Ben Hellerstein
Former State Director, Environment Massachusetts
Former State Director, Environment Massachusetts
Environment Massachusetts Research & Policy Center
Boston – This week, Massachusetts and other northeastern states presented three possible options for strengthening the best regional clean air and climate protection program in the country, the Regional Greenhouse Gas Initiative. This program limits dangerous pollution from power plants in Massachusetts and across the region, helping to slow the warming of our planet and clean up our air. It also fuels investment in clean energy by making polluters pay to pollute.
A coalition of advocates, health professionals, businesses and local elected officials have been calling for the states to double the strength of the program and cut pollution in half by 2030 from today’s levels. While two of the proposals put forward today would make the program slightly stronger, all three fall short of what needs to happen.
Ben Hellerstein, State Director for the Environment Massachusetts Research & Policy Center, made the following statement in response:
“Our climate can’t wait. We need Governor Charlie Baker to do more to cut pollution.
2016 was the hottest year on record for our planet, breaking records last set in 2015 and 2014. In 2015, we had 92 days in the Boston area when our air was unhealthy to breathe.
To put the brakes on this crisis, we need to quickly shift away from dirty fuels like coal and gas, and move to 100 percent clean, renewable energy. The proposals put forward this week don’t do enough to protect our health, speed our transition to clean energy, or to help us reach our climate goals.

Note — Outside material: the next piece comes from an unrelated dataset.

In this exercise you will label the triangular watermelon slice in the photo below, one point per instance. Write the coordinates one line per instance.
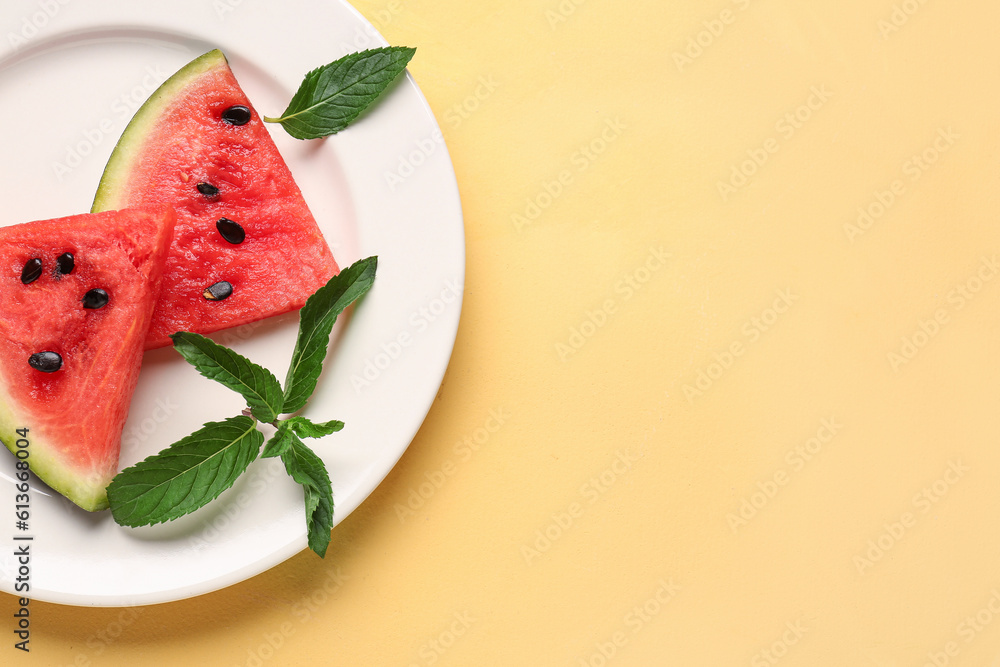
(76, 299)
(246, 245)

We need to do more, faster.”
When it comes to cutting pollution, going bigger is better. A recent Environment Massachusetts Research & Policy Center report shows that Governor Baker and leaders of other states could cut pollution in half below today’s levels and invest twice as much in energy efficiency and renewable energy programs by doubling the strength of the Regional Greenhouse Gas Initiative.
Doubling the strength of the program would avoid up to an additional 100 million tons of pollution over a decade, compared to keeping the program on its current trajectory. That is the equivalent of making more than 1 million homes run entirely on solar power.
It would also help the region invest twice as much in clean energy — on the order of $19 billion over ten years, or enough to weatherize more than 7 million homes, the equivalent of every household in New York State.
“These benefits are not just for the climate, they are also for public health,” added Dr. Jonathan Buonocore, Program Leader on Climate, Energy and Health, Harvard T.H. Chan School of Public Health. “This means less asthma and heart attacks, fewer people going to the hospital for respiratory and heart disease, less people missing school and work, and lower risk of death.”
Choosing a less ambitious proposal would mean fewer benefits.
Going forward, the states should include a scenario where the limit on pollution declines by 5 percent of 2020 levels per year (double the strength of the current program).
“Given the massive benefits the program has delivered to date and can deliver in the future,” said Hellerstein, “why would Governor Baker settle for anything less than the best option? We have the tools to secure our health, our climate and our future. We just need Governor Baker to use them.”
The states will hold a webinar to discuss policy proposals and modeling results on April 20, 2017 at 10:00 AM ET.
Citizens can submit comments about the future of the Regional Greenhouse Gas Initiative here, or by email to [email protected] by 5 PM Eastern Time on April 27, 2017.
A final decision could come in a matter of months.